I am glad that my husband and I settled in an area with a diverse population. The company in which I work is very diverse – about 25% of employees are immigrants and about half are not caucasian. My kids have friends of different races, ethnicities, backgrounds. Where I grew up near Nashville in a white community and was sent to a fundamentalist Christian school due to a rumor that our area was going to be bused to a minority neighborhood school (it didnt happen), my kids think racism is abhorrent and ignorant.
I knew a guy in college whose family had owned and sold the Ohio Art Company of Etch A Sketch fame. Small world.
You’re lucky OC. My husband and I ended up in Bryan, Ohio due to him searching for a maintenance position. Long story short: we were in the ministry for a short period of time and unfortunately (actually fortunately!) did not work out. He was experienced in fixing things and we ended up in Bryan. He’s got a journeyman maintenance card and now works as a maintenance electrician.

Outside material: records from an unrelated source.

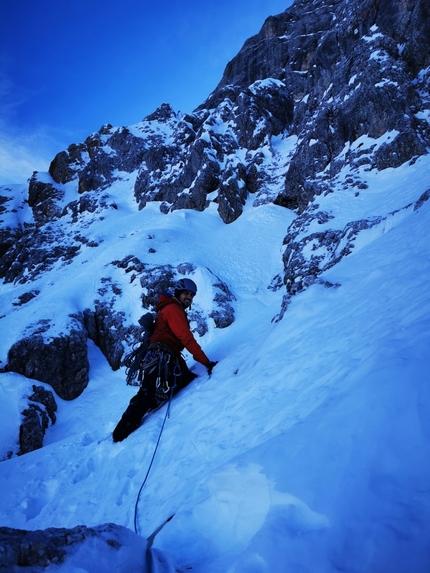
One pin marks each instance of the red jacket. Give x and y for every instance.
(172, 328)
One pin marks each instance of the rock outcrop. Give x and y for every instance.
(327, 92)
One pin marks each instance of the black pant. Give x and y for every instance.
(149, 398)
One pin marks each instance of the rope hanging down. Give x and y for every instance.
(153, 457)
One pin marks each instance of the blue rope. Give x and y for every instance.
(153, 457)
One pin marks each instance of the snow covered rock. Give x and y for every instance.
(37, 417)
(103, 549)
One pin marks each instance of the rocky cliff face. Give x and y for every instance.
(324, 94)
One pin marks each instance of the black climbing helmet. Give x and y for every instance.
(186, 284)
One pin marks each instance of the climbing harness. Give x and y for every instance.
(158, 357)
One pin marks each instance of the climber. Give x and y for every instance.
(164, 368)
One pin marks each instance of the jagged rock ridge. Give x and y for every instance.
(328, 91)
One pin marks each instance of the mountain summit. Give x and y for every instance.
(296, 197)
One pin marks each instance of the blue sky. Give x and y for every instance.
(66, 68)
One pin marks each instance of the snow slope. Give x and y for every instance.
(308, 448)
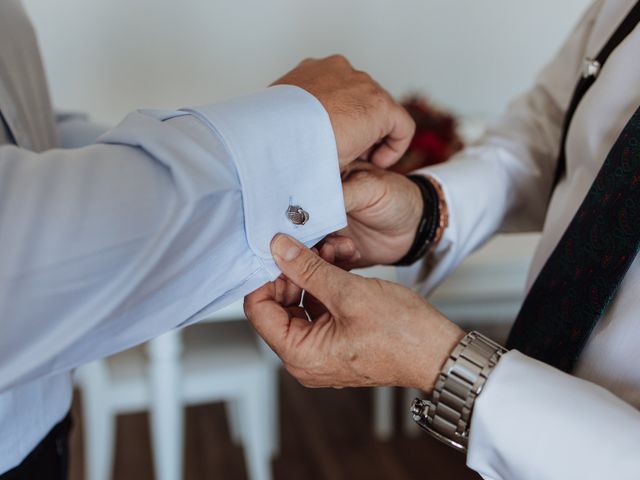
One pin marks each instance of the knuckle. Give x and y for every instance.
(338, 59)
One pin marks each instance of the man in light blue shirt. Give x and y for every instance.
(156, 223)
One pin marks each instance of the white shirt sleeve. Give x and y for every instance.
(534, 422)
(503, 182)
(166, 218)
(75, 130)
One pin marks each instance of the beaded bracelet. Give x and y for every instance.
(432, 223)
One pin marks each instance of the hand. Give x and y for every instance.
(362, 332)
(383, 211)
(366, 121)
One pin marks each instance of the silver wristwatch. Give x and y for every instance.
(447, 414)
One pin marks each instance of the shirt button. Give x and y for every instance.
(297, 215)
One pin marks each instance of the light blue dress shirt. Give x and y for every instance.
(163, 220)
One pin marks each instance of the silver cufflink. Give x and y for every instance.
(297, 215)
(590, 67)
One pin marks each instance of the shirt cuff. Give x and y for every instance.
(532, 421)
(284, 149)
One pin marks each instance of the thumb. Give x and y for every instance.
(308, 271)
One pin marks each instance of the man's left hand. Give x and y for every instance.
(360, 331)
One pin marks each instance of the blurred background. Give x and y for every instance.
(211, 402)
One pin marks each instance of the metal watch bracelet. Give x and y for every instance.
(447, 414)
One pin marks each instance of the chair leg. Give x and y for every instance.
(166, 412)
(98, 419)
(383, 412)
(272, 409)
(234, 420)
(256, 447)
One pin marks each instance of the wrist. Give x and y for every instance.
(432, 221)
(433, 344)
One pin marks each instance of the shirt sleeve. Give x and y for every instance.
(503, 182)
(164, 219)
(534, 422)
(75, 130)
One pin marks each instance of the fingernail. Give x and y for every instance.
(285, 247)
(345, 249)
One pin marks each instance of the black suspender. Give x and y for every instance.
(589, 77)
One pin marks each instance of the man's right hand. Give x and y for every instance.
(366, 121)
(383, 211)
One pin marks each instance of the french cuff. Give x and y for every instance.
(284, 149)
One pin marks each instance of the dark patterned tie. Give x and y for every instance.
(582, 275)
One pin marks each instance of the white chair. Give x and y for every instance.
(217, 361)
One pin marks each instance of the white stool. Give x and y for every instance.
(219, 361)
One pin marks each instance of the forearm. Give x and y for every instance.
(503, 182)
(532, 421)
(109, 245)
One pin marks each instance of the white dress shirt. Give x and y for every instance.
(156, 224)
(533, 421)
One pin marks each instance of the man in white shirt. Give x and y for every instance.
(529, 420)
(157, 222)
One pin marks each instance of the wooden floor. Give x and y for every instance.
(326, 435)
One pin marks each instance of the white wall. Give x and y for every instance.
(108, 57)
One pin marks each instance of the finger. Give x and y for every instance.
(397, 140)
(271, 320)
(310, 272)
(313, 306)
(328, 252)
(361, 189)
(342, 247)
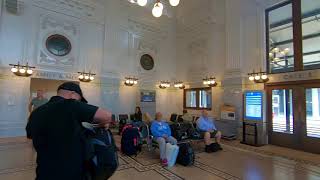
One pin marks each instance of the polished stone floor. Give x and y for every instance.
(236, 161)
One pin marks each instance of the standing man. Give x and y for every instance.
(208, 129)
(37, 101)
(55, 129)
(161, 131)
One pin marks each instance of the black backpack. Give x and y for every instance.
(186, 155)
(130, 141)
(213, 147)
(179, 131)
(100, 154)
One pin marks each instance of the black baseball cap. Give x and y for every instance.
(71, 86)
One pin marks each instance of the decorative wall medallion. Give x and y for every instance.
(147, 62)
(58, 41)
(58, 45)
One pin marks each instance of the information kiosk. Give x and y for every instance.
(254, 118)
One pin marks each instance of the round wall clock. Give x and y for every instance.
(58, 45)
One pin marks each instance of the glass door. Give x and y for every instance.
(294, 115)
(311, 133)
(281, 117)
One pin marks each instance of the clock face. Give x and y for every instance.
(58, 45)
(147, 62)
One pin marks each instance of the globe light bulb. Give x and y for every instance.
(22, 70)
(157, 10)
(286, 50)
(158, 4)
(14, 70)
(270, 54)
(264, 77)
(29, 71)
(276, 59)
(276, 50)
(142, 2)
(251, 78)
(174, 2)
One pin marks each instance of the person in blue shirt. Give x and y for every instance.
(161, 132)
(208, 129)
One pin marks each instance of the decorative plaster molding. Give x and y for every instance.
(142, 29)
(50, 25)
(84, 9)
(202, 26)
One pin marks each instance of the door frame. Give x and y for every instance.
(298, 140)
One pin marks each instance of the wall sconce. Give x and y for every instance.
(258, 77)
(179, 85)
(86, 77)
(164, 84)
(22, 70)
(130, 81)
(211, 82)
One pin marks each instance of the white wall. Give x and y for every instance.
(108, 38)
(199, 38)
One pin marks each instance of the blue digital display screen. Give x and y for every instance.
(253, 105)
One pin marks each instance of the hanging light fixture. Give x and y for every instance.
(179, 85)
(164, 84)
(142, 2)
(157, 9)
(258, 77)
(130, 81)
(174, 2)
(86, 77)
(210, 81)
(21, 70)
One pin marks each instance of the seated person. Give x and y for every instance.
(208, 130)
(162, 134)
(137, 117)
(138, 114)
(186, 116)
(147, 118)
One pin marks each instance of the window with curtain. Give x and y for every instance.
(310, 20)
(198, 98)
(293, 36)
(280, 38)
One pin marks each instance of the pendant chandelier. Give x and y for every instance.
(258, 77)
(157, 7)
(210, 81)
(164, 84)
(179, 84)
(130, 81)
(86, 77)
(21, 70)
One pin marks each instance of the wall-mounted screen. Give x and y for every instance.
(148, 96)
(253, 105)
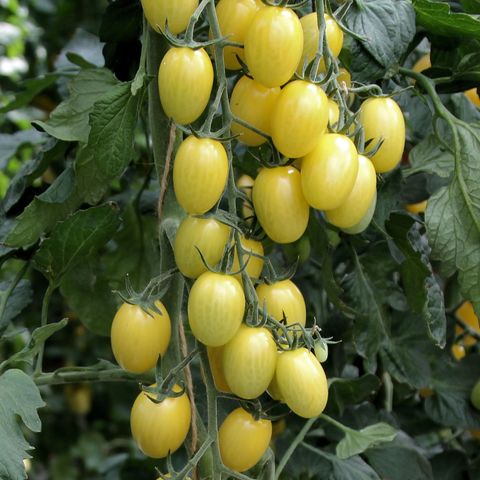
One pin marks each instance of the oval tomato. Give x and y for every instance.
(243, 440)
(138, 338)
(329, 171)
(206, 234)
(185, 80)
(333, 33)
(249, 360)
(273, 45)
(253, 103)
(176, 13)
(200, 174)
(215, 360)
(283, 300)
(356, 205)
(216, 305)
(279, 203)
(160, 428)
(234, 19)
(382, 119)
(299, 118)
(302, 382)
(254, 265)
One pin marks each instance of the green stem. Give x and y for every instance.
(296, 441)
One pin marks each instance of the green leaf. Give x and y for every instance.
(69, 121)
(110, 145)
(87, 292)
(437, 18)
(11, 306)
(453, 216)
(350, 391)
(357, 441)
(423, 291)
(39, 337)
(15, 385)
(75, 239)
(383, 17)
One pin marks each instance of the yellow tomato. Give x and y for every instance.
(466, 313)
(382, 119)
(279, 204)
(254, 103)
(200, 174)
(234, 19)
(356, 205)
(208, 235)
(176, 13)
(329, 172)
(333, 33)
(273, 45)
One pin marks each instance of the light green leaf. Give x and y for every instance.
(15, 385)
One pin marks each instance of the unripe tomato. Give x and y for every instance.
(234, 19)
(356, 205)
(243, 440)
(475, 395)
(215, 360)
(279, 204)
(382, 119)
(254, 265)
(302, 382)
(138, 338)
(329, 172)
(185, 80)
(365, 221)
(215, 308)
(466, 313)
(283, 300)
(176, 13)
(299, 118)
(333, 34)
(249, 361)
(273, 45)
(160, 428)
(254, 103)
(200, 174)
(206, 234)
(245, 184)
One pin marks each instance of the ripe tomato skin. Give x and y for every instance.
(249, 361)
(254, 103)
(185, 80)
(283, 299)
(382, 118)
(329, 172)
(302, 382)
(215, 360)
(273, 45)
(356, 205)
(310, 35)
(234, 19)
(279, 204)
(208, 235)
(215, 308)
(254, 265)
(176, 13)
(200, 174)
(160, 428)
(139, 338)
(299, 118)
(243, 440)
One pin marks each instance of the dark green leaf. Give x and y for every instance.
(437, 19)
(73, 240)
(15, 385)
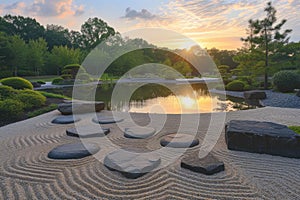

In general I find people around here to be all right, but if they’ve lived here all their lives their ideas are circumscribed as to what else is out there, even in big bad Ft Wayne or Toledo. Bruce has actually traveled a great deal compared to most of the local area and he’s seen and experienced diverse cultures. Once in awhile I get a mild culture shock over more insular thinking here. And we’ve lived here 25 years!